Skip to main content
Visual Scene Analysis Components

Safety Zones

To improve human robot cohabitation, a first prototype of a software to detect dynamically security or empty zones throughout the infrastructure using a global situation assessment was developed. For this, we implement AI based algorithms to analyze the scene using the global point of view of a static camera network already deployed in the factory.

Video analytics allows to exploit automatically the video streams in real time to detect anomalies and to raise immediately an alarm. To this end, the algorithms detect, track and localise elements of interest (such as people, robot and new object occupying the scene) over the time. This information will be integrated in another engine to alert the robots of the presence of any obstacles in the surrounding area, in such a way that the system will decide whether a new robot ‘path should be calculated to reach the docking station or to stop completely to avoid any collision.

More in depth, the Safety Zones Detection System exploits video footprints as input and will deliver the spatial heatmaps as results of the analytics.
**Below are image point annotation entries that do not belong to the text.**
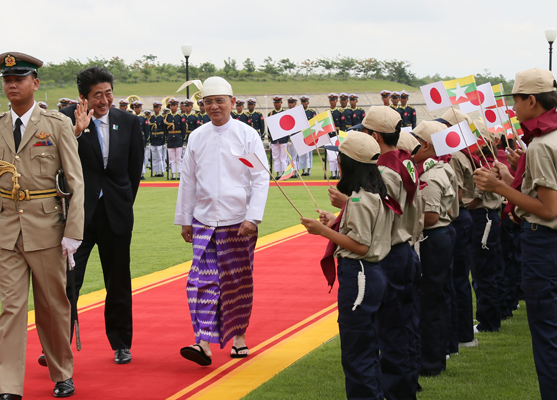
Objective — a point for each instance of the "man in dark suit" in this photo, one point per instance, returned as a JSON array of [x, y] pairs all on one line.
[[111, 152]]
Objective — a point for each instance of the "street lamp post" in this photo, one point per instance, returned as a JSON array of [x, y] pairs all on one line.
[[550, 35], [186, 51]]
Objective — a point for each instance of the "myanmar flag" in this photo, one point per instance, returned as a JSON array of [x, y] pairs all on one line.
[[289, 170], [479, 138], [461, 90], [319, 125]]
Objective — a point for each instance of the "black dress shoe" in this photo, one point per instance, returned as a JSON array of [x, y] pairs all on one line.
[[7, 396], [122, 356], [42, 360], [64, 389]]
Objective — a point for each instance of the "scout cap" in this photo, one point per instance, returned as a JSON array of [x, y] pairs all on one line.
[[215, 86], [360, 147], [453, 117], [533, 81], [381, 119], [18, 64], [425, 129], [406, 141]]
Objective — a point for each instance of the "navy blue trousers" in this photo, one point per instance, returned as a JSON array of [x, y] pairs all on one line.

This process combines 2 main components as presented in Figure 1:

  • The elements extraction module;
  • The 3D object localisation.

Visual Scene Analysis Components

Figure 1 : Visual Scene Analysis Components

Particularly the elements extractor engine merges two deep learning algorithms, either for the skeleton reconstruction in order to follow the human gesture and pose and the other for the detection and classification of non-static object in the scene, with a background subtraction module.

This latter method allows to assess the difference between the background model and the current image in order to infer moving elements in the scene under observation. The 3D object localization takes as input the results of the elements extractor in order to localize them using Euclidian reference system. To archive this task a calibration software were developed in order to make a correspondence between the camera pixels and the physical word.